Halting the NBA season was a necessity. It should be clear by how pervasive the disease has become within the league.
The whole sports world came to a stop when the NBA officially shut its doors. The league is trying to do its part to slow the spread. They will close practice and training facilities on Friday across the league. Players will be on their own, likely at home, to stay ready for whenever the season opens up again.
Government and health officials are promoting social distancing for everyone. Trying to choke off the spread of the disease by keeping it from spreading from person to person. Bringing back large gatherings like a NBA game will be the last thing that happens.
But this is all tough for a sports fan. Playing NBA 2K can only do so much. And while there are a ton of options for watching TV, it is not the same as watching basketball and the sport everyone loves. Let alone the team we all love.
Sports are meant to serve as a form of entertainment at the end of the day.

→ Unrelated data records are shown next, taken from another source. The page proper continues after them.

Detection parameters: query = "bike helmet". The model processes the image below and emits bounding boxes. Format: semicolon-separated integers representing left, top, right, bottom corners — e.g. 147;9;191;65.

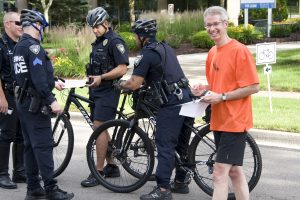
86;7;109;27
20;9;49;27
132;19;157;36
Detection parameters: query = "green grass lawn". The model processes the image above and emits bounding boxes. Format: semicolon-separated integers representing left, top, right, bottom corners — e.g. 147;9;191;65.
252;96;300;133
257;49;300;92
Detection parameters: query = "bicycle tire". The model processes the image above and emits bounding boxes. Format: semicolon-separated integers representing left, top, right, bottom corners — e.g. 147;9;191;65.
52;115;74;177
117;116;157;178
86;120;154;193
188;124;262;200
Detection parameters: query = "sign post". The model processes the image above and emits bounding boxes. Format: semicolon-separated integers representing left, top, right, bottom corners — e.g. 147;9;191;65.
256;42;276;113
241;0;276;37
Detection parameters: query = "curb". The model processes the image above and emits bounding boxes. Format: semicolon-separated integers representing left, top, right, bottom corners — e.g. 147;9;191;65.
65;112;300;149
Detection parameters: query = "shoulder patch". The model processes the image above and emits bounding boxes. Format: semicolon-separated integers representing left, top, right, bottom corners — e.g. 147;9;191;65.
29;44;41;55
134;55;143;67
102;39;108;47
32;58;43;66
116;44;125;54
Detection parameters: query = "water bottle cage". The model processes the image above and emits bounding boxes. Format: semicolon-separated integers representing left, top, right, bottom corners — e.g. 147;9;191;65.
173;83;183;100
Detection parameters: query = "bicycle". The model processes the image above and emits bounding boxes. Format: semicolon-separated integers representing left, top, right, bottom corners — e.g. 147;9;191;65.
52;88;130;177
87;86;262;199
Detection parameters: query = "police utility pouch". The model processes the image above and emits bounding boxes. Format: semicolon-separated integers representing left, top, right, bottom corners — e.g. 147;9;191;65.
28;88;42;113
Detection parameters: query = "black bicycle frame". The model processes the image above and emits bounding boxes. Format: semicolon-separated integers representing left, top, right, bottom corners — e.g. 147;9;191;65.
63;88;94;127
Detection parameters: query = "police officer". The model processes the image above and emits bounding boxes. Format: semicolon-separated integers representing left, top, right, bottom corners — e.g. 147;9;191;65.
81;7;129;187
120;19;193;200
0;12;26;189
13;9;74;200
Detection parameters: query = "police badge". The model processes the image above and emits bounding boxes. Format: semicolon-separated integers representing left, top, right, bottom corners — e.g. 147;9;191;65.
102;39;108;47
29;44;40;55
117;44;125;54
134;55;143;67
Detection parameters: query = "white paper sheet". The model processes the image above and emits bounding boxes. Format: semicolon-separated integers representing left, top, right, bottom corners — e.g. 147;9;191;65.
179;99;209;118
64;80;86;88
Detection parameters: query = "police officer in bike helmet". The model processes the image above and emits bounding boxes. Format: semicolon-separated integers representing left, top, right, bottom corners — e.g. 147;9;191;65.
0;12;26;189
81;7;129;187
12;9;74;200
120;19;193;200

For many, it is an escape from a sometimes dark world. It is something to look forward to at the end of the day — a simple drama with low stakes but all the passion as if it did. That is a part of the beauty of sports and what draws us to it.
Sports are a way to distract from the problems from the real world. And that distraction is gone at a time when a lot of people need it most.

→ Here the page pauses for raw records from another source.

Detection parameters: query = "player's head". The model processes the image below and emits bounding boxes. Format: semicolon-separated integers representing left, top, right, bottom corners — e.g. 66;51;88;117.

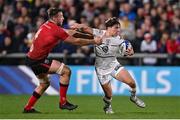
105;17;121;36
48;8;64;26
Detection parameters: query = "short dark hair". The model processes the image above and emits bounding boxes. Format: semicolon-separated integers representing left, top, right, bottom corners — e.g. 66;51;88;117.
105;17;120;28
47;8;62;18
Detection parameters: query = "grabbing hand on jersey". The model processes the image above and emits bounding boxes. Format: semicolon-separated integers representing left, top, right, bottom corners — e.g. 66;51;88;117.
126;47;134;56
70;23;85;30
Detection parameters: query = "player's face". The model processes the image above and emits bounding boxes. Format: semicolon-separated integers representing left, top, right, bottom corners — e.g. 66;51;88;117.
56;12;64;26
110;24;120;36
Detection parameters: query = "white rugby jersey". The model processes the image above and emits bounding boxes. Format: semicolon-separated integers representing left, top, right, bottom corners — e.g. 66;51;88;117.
93;29;124;75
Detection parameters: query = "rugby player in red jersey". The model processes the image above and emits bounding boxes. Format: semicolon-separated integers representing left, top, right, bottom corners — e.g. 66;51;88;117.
23;8;102;113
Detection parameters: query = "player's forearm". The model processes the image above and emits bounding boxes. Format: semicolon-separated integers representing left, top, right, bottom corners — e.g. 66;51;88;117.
74;38;96;46
78;24;93;34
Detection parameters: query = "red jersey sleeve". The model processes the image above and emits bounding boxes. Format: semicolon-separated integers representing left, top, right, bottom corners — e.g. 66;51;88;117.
56;27;69;41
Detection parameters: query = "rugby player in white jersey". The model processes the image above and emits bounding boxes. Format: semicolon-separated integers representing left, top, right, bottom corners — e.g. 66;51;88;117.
71;17;146;114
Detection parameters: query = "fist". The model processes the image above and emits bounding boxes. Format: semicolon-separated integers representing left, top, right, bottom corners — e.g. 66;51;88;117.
94;37;102;45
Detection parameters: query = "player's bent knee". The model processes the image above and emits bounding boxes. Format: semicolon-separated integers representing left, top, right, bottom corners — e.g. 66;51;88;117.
40;81;50;89
56;63;65;75
127;81;136;87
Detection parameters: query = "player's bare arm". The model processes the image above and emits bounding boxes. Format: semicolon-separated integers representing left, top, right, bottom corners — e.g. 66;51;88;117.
64;31;102;46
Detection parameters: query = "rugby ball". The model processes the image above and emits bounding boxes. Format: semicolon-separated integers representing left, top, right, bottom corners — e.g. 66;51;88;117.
119;40;132;56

The news right now can be scary — nothing we as a society cannot overcome, but for most of us dealing with a pandemic of this magnitude is new.
The sports leagues made the right choice halting their leagues. But there is an emptiness from them doing so. We all could use a little distraction. The uncertainty and unpredictability of live sports create drama that thrills even those who do not regularly watch sports.
There will be no replacing live sports and the feeling of not knowing the outcome. There are no games to play right now.
But having the Magic back on TV provided some comfort. It was good to hear David Steele and Jeff Turner and Dante Marchitelli calling a game again. It brought you back into the rhythm of the season and made everything feel normal again.
That has value in these odd times. Just to create a little feeling of normalcy.
There will be more Magic games to rewatch until the scheduled end of the season on April 15. There will be great memories to relive and enjoy. Having a Magic to watch roughly every other day will bring back the same rhythm of the season. The same anticipation and desire to watch the sport so many of us love again on a regular basis.
The anticipation for these moments will mimic the anticipation for the end of a game. And that will have to do for now.
Watching Magic basketball will provide some sense of normalcy as we all do our best to stay in and fight the spread of the coronavirus.
That is all sports can do right now for us. And we are thankful for it.